Monday, May 4, 2009

Gift economies wont work in an impersonal society.

your friend asked you to help him move, you would very likely do so. You are friends, and there are social reasons for you to help him out. However, if your friend offered you 5 dollars to help him move, you might feel insulted. In fact 5 dollars is pretty crummy pay for helping someone move, and you might refuse altogether.

Sometimes, people put forth a lot more effort when there is no mention of monetary payment than when money is mentioned.

Gift exchanges have their own incentives:

1) to give gifts is to increase social status. A giver is seen as generous and successful, both positive traits.

2) They increase social bonds between those who share gifts with one another.

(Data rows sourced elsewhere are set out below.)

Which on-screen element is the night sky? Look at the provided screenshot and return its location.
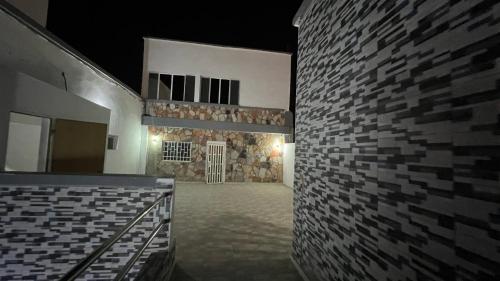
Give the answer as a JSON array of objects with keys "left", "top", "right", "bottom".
[{"left": 47, "top": 0, "right": 302, "bottom": 111}]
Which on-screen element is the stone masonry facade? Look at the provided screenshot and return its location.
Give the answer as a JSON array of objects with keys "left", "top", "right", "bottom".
[
  {"left": 146, "top": 100, "right": 285, "bottom": 126},
  {"left": 293, "top": 0, "right": 500, "bottom": 281},
  {"left": 146, "top": 126, "right": 283, "bottom": 182}
]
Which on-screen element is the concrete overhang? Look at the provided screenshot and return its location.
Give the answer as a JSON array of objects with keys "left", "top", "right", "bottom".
[{"left": 142, "top": 116, "right": 293, "bottom": 135}]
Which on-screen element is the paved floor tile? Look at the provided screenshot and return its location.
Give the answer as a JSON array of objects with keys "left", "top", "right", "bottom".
[{"left": 172, "top": 183, "right": 302, "bottom": 281}]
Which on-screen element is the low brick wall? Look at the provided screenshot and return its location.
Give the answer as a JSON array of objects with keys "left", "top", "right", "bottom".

3) Often, though it is not verbally agreed upon, such as with birthday presents, it is expected the giver will receive a gift of their own in the future.

Sometimes these incentives need not be very large. This may be because

1) The gifts are seen to have little value to the giver and therefore it costs them little or nothing to give them away.

2) As with free software and information, the goods and services are easily reproduced and it costs the giver little or nothing to give them away.

The problem with gift economies is that either gifts become expected and mandatory due to customs, or the gifts are of little value to the giver.

A gift economy may work on a smaller scale where the participants of that economy all know one another, however, a huge, complex and impersonal society such as ours has no real chance of creating a thriving gift economy. Traditional gift economies worked because they were small enough so that every one knew who and when they should give gifts to. If one did not give the proper gifts at the proper time there would be social repercussions. The same is true today of birthday presents. If one does not give birthday presents, one is less likely to receive birthday presents from others, and if a gift is not given when expected, one suffers social repercussions.

This type of gift giving only works between small social groups such as tribes or groups of friends. In our impersonal world it simply would not be possible for a full scale gift economy to work. The only way for us to create a gift economy would be for us to revert to a tribal type society, where we would be able to create many small scale gift economies.

Those gift exchanges which anarchists participate in today which are less personal such as really really free markets or food not bombs tend to only work because the things exchanged often have little value to the giver. Many of the items are dumpster dived or old and unwanted. It would be surprising to see a new iphone or an expensive car being given away at a really really free market.

There is some incentive to give things away to those we don’t know. We are only willing to participate in these types of exchanged with strangers with they cost us little or nothing.

My point being, that while food not bombs, really really free markets, free software and other types of gift exchanges that anarchists may participate in, have many positive aspects, they have little chance to exist on a large scale or to replace the current capitalist system. There is no incentive for someone to give something they highly value without getting something in return.

If you want to live in a gift economy, it must be small enough that the participants can personally know one another. If that is the kind of world you want to live in, you must be willing to give up certain things that are unproduceable at smaller scales.